Bob Howell sits in the sunroom of the oldest house in Bristol, Maine, and talks of his childhood, including two years living in Bristol, England. Bob was born and raised in England, but in the early years of World War II, he could not fight for his country because he was too young.
Bob was born in 1922, and his teenage years were in the shadow of the growing threat from Germany. Bob was part of the Home Guard in his town, local people who would train to oppose an expected invasion, but Bob says they lacked the ability to really do much.
“We were parading with broomsticks instead of rifles because there weren’t any rifles,” he says. “We had no means of defending ourselves, literally, but we all knew we would win because Winston Churchill told us we would win.”
Bob says his own town was bombed by the Germans before the Luftwaffe attacked London.
As a result, he wanted to get into the fight but the British wouldn’t draft anyone under age 20. But at 17, he was able to join a Young Soldiers Battalion, and a year later they were considered part of the real Army. He says the unit was mostly tough, working-class kids.
“The language was something I had to get accustomed to, they had a lot of strong and dirty words.”
Bob’s upbringing had been a bit more refined, he says. And unlike many of his peers, Bob had a good education, which proved crucial to his military career.
Bob said, “I could read and write, you see, and so I became a sergeant, think I was the youngest in the British Army at 18.”
But, sergeant or not, he was still too young to fight in North Africa. Bob began training as an officer and found out he could go overseas but as part of the British Indian Army.
So at age 19, he sailed for India.
“Two and a half million [soldiers], it was the largest army the world had seen and all volunteers,” Bob says.
Many Americans likely did not know of the involvement of the Indian Army in the war, but they fought alongside British and other units in North Africa and Italy and engaged in fierce combat against the Japanese in Burma, Malaya, and other countries.

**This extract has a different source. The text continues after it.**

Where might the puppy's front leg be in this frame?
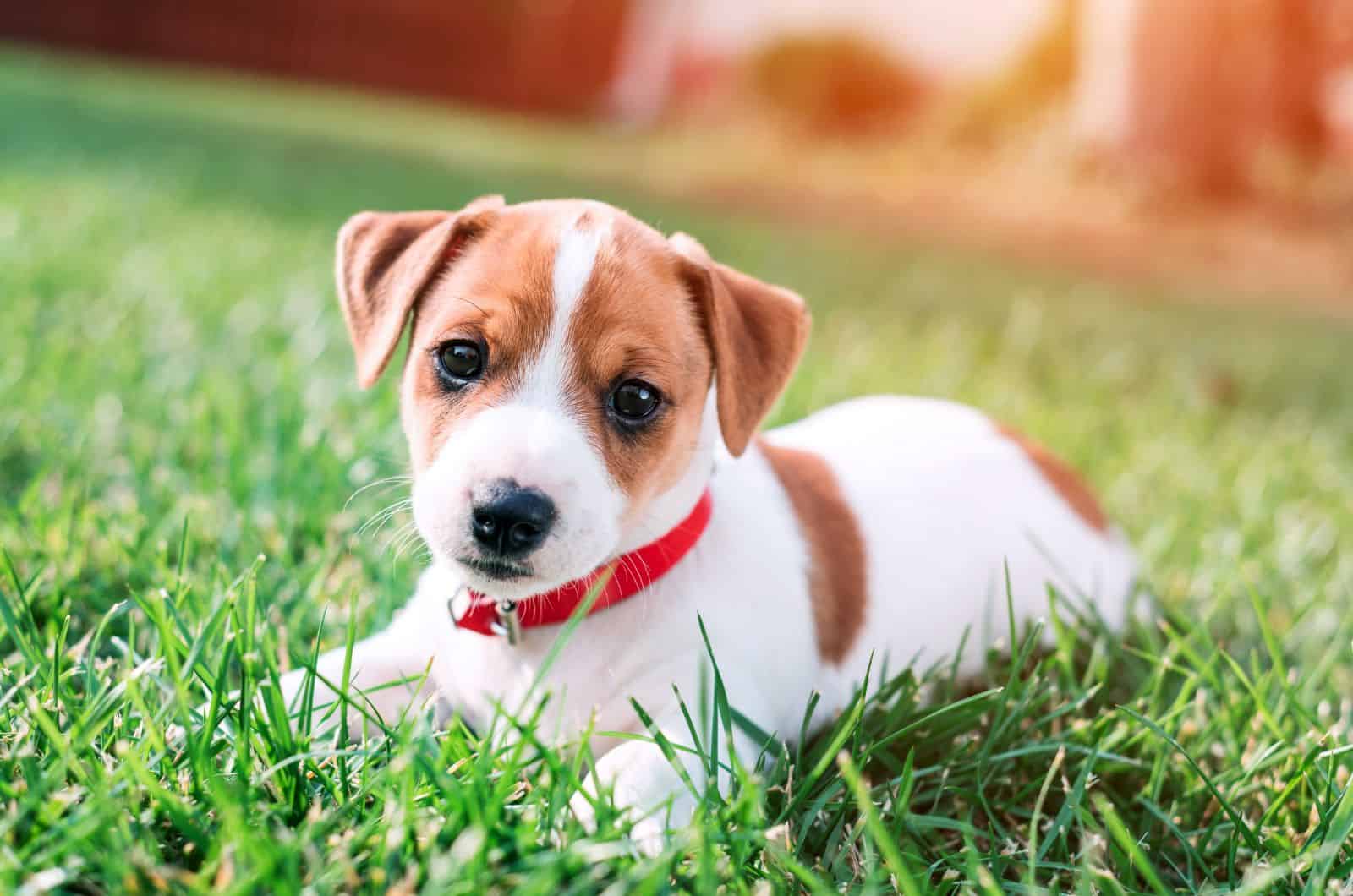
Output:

Bob rose through the ranks to Captain then served as adjutant assisting the Colonel commanding his unit and then became a company commander.
He says some of the memories of those fights are still difficult, though he adds he “doesn’t dwell on it.” But he mentioned one large battle in particular, where the Indian Army stopped the Japanese from invading India at a place called Kohima. The enemy, he says, had a force of 83,000 soldiers.

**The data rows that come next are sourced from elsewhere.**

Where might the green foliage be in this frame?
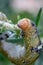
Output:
[36,8,42,26]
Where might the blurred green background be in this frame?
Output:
[0,0,43,65]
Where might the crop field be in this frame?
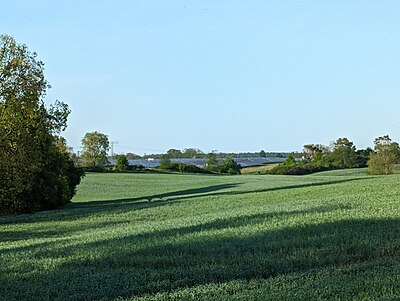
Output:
[0,170,400,301]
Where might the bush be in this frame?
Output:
[219,158,241,175]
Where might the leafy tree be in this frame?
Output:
[282,155,296,166]
[205,153,219,172]
[219,158,241,175]
[0,35,83,214]
[126,153,140,160]
[368,135,400,175]
[114,155,129,171]
[356,147,374,168]
[167,148,182,158]
[182,148,204,158]
[82,131,110,167]
[330,138,356,168]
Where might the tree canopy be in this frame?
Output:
[368,135,400,175]
[82,131,110,167]
[0,35,83,214]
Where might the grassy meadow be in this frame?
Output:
[0,170,400,301]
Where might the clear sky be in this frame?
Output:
[0,0,400,154]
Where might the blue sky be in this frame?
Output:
[0,0,400,154]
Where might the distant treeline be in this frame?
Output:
[120,148,290,160]
[265,135,400,175]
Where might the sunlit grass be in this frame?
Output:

“[The Japanese] were going to seize this town of Kohima which would be their gateway into Calcutta and Bengal in India,” Bob said. “And of their 83,000 they had 53,000 casualties—53,000 casualties is a lot of deaths. The Japanese suffered badly.”
In 1945, Bob trained as a paratrooper and was ready for the next fight—which never came.
“We were all set to drop at Elephant Point in Rangoon, and then we heard the [atomic] bomb had gone off. We didn’t know what they were talking about, and then the war ended.”
Bob’s adventures, however, were not over. Out of the Army, he worked for several years on a teak plantation in Burma, harvesting trees with teams of elephants.
“I enjoyed living in the forest, enjoyed working with elephants, all those things that happened after the war. During the war, the forest wasn’t quite so friendly.”
On a trip home to England, he met his future wife, and decided to stay there. That’s when Bob began a new career as an executive in major corporations in England, which eventually led to him leading and rebuilding the British division of Ex-Lax corporation. Bob says that resulted in a call summoning him to New York to become president of the whole company. He retired to Maine in the mid-1980s.
Bob says those years in the Army taught him self-discipline and helped him succeed in business and in life.
And while he says he doesn’t dwell on the bad memories of war, saying, “I’ve had so much happiness and so much success I don’t need to think about that stuff”—each Veteran’s Day is still a time to think back.
“When we were boys in school, we would stand for the 2 minutes silence in school, and a gun would go off and we would all stand there and think for 2 minutes. I still do that, although the gun doesn’t go off.”
His Veteran’s Days, 80 years later, like those of so many others.
“I have many happy memories, and memories of good pals who didn’t make it.”